Times when I did have to, even if only for my peace of mind.

But the thing that had been coming for me was gone.

Corvane was gone. His network was being dismantled, Imogen was safe, and the documents were in Chance Kelly’s hands. It was really over.

Jackson came to stand beside me. “Must be nice to be home,” he said.

I looked at the apartment. At the bare counter. I thought about the first night I’d spent there, sitting on the floor with my back against the wall because I hadn’t had the energy to unpack, and because I wasn’t sure yet if this place was safe.

At an apartment in a city I’d chosen because it was big enough to get lost in, where I’d learned that getting lost also meant feeling invisible. The one thing Jackson Crowe never allowed me to feel.

“This isn’t my home,” I said.

Jackson looked at me.

“It gave me what I needed,” I said. “Room to breathe. Anonymity. A place to feel safe while I figured out what came next, but it was always temporary. I think I knew that the whole time. I just didn’t know what I was waiting for.”

He was quiet for a moment. “Do you know now?”

I looked at him, at the dark eyes and the still face and the man who’d driven to Houston for me and would’ve followed me anywhere.

“Yeah,” I said. “I do.”

He crossed the room and stood in front of me, looking at me. “Come to the camp,” he said. “Come home with me. We’ll build something out there that belongs to both of us.”

I thought about the farmhouse kitchen in the early morning. The east light through the windows. The treeline and the cedar smell. The early morning silence that felt like peace instead of loneliness, but mostly I thought about what it meant to build a life with this man.

“Yeah,” I said. “I’d like that.”

He put his hand on the side of my face, and I leaned into it, and that was that. The decision was made. The next thing chosen.

Then he kissed me, and I stopped thinking about decisions and choices.

“Let’s take this to the bedroom,” he said against my mouth.

“Yeah,” I said.

We didn’t rush. That was one of the things about Jackson—he never rushed. He walked me backward down the hall with his hands on my hips and his mouth at my throat. By the time we reached the bed, I was already working on his buttons because I wanted my hands on him, and I was done waiting.

He caught my wrists.

“I’ve got it,” he said.

I looked up at him.

“Let me,” he said. Quiet. Certain.

I dropped my hands.

He undressed us both, and by the time he laid me back on the bed, I was already wound tight, and he hadn’t even started.

“Daddy—”

“I’ve got you, baby boy.” He pressed a kiss to my collarbone, my sternum, moving down. “I’ve got you.”

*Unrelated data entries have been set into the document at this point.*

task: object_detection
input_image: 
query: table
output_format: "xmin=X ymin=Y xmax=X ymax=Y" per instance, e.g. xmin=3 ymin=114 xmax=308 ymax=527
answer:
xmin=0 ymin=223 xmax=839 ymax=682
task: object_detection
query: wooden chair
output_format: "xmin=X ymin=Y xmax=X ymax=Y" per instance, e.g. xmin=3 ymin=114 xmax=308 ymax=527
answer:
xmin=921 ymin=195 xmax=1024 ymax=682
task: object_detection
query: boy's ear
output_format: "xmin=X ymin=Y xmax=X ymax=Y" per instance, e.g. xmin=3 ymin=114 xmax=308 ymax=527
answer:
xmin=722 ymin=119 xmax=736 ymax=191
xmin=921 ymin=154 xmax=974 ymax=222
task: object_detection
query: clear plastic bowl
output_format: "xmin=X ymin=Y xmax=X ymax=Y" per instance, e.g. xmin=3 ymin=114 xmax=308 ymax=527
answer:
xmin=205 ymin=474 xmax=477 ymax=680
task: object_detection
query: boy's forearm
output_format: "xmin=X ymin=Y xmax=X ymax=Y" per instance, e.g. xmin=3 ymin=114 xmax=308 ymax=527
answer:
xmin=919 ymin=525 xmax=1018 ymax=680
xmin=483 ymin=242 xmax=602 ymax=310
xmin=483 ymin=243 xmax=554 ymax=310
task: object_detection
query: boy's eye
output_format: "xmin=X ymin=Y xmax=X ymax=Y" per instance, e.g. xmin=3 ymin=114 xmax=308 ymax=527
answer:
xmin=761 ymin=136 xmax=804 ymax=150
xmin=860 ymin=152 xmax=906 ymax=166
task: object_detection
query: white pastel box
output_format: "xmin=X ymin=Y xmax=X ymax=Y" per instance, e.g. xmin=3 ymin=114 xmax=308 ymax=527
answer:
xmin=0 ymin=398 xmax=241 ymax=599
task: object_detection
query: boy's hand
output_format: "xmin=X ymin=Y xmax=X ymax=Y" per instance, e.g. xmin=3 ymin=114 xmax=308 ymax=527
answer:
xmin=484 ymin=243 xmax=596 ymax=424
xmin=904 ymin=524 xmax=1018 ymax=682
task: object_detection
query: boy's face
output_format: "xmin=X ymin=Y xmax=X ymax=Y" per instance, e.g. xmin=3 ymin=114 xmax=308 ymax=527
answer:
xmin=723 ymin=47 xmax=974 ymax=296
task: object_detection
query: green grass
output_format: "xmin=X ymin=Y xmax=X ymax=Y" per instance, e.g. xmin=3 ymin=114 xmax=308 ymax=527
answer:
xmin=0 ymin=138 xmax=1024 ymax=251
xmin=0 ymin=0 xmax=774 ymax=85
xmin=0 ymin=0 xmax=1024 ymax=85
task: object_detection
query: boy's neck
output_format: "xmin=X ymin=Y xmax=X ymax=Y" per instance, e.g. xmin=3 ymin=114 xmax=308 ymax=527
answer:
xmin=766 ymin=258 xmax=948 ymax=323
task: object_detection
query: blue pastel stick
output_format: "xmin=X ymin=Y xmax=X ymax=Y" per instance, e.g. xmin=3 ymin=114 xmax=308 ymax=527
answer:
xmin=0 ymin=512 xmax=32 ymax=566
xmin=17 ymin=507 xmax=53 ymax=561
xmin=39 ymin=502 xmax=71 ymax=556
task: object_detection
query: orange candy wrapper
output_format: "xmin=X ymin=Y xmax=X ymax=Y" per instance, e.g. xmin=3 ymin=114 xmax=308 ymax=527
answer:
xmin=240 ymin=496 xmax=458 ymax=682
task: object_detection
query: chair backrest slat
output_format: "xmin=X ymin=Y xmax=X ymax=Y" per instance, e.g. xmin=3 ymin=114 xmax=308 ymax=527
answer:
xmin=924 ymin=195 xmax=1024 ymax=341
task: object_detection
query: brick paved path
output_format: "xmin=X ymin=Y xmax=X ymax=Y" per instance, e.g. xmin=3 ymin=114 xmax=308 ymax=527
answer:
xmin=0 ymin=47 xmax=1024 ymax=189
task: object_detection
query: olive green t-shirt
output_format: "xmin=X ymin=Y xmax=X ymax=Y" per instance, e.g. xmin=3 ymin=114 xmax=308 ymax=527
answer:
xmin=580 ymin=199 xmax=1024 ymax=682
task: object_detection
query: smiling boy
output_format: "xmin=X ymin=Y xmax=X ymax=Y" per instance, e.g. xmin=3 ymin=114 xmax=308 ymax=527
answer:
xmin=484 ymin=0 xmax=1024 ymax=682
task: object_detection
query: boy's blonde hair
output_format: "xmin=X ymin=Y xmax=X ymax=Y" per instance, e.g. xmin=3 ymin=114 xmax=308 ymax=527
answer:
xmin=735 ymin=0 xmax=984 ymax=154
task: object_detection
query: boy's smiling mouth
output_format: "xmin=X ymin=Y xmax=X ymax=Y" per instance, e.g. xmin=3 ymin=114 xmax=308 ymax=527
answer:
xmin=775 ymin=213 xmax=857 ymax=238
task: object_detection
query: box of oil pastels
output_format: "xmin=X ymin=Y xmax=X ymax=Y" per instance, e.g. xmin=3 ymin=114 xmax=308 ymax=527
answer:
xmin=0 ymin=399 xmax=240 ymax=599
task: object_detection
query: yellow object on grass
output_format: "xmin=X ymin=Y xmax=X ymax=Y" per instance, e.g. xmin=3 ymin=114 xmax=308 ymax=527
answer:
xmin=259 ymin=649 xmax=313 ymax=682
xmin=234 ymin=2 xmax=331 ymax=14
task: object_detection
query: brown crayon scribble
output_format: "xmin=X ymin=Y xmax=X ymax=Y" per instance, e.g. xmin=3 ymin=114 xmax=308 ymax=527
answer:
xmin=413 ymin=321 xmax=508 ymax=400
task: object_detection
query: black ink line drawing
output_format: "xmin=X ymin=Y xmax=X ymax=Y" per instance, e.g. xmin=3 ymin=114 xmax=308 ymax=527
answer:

He took his time working his way down my body, his mouth warm and deliberate, finding every place that made me gasp and staying there until I was making sounds I had no control over, and my hands were fisted in his hair.

“Please,” I managed.

He came back up my body and looked at me with a satisfied expression.

“Tell me what you want,” he said.

“You,” I said. “I want you.”

“You have me.” He took his time getting me ready for him, and when he finally pushed inside, I let out a long, shuddering breath and pulled him closer with both hands.

“Okay?” he said.

“More than okay,” I breathed. “Don’t stop.”

He didn’t stop.

He moved slow and deep, his eyes on my face the whole time. I met every thrust, my legs wrapping around him, and the slow build turned into something urgent and inevitable. I reached between us, and he growled low in my ear and said, “Together.”

“Together,” I said, and meant it in every possible way.

When I came, it rolled through me in long waves, and I cried out his name. He was right there with me, his forehead dropping to my shoulder, his grip on my hips tight and certain as he followed me over.

After, he pulled me against his chest and held me there, his hand moving slowly through my hair, and I listened to his heartbeat and the city outside and the particular quiet of a place I was leaving.

“Daddy,” I said.

“Yeah.”

“I’m glad it was you who came to get me.”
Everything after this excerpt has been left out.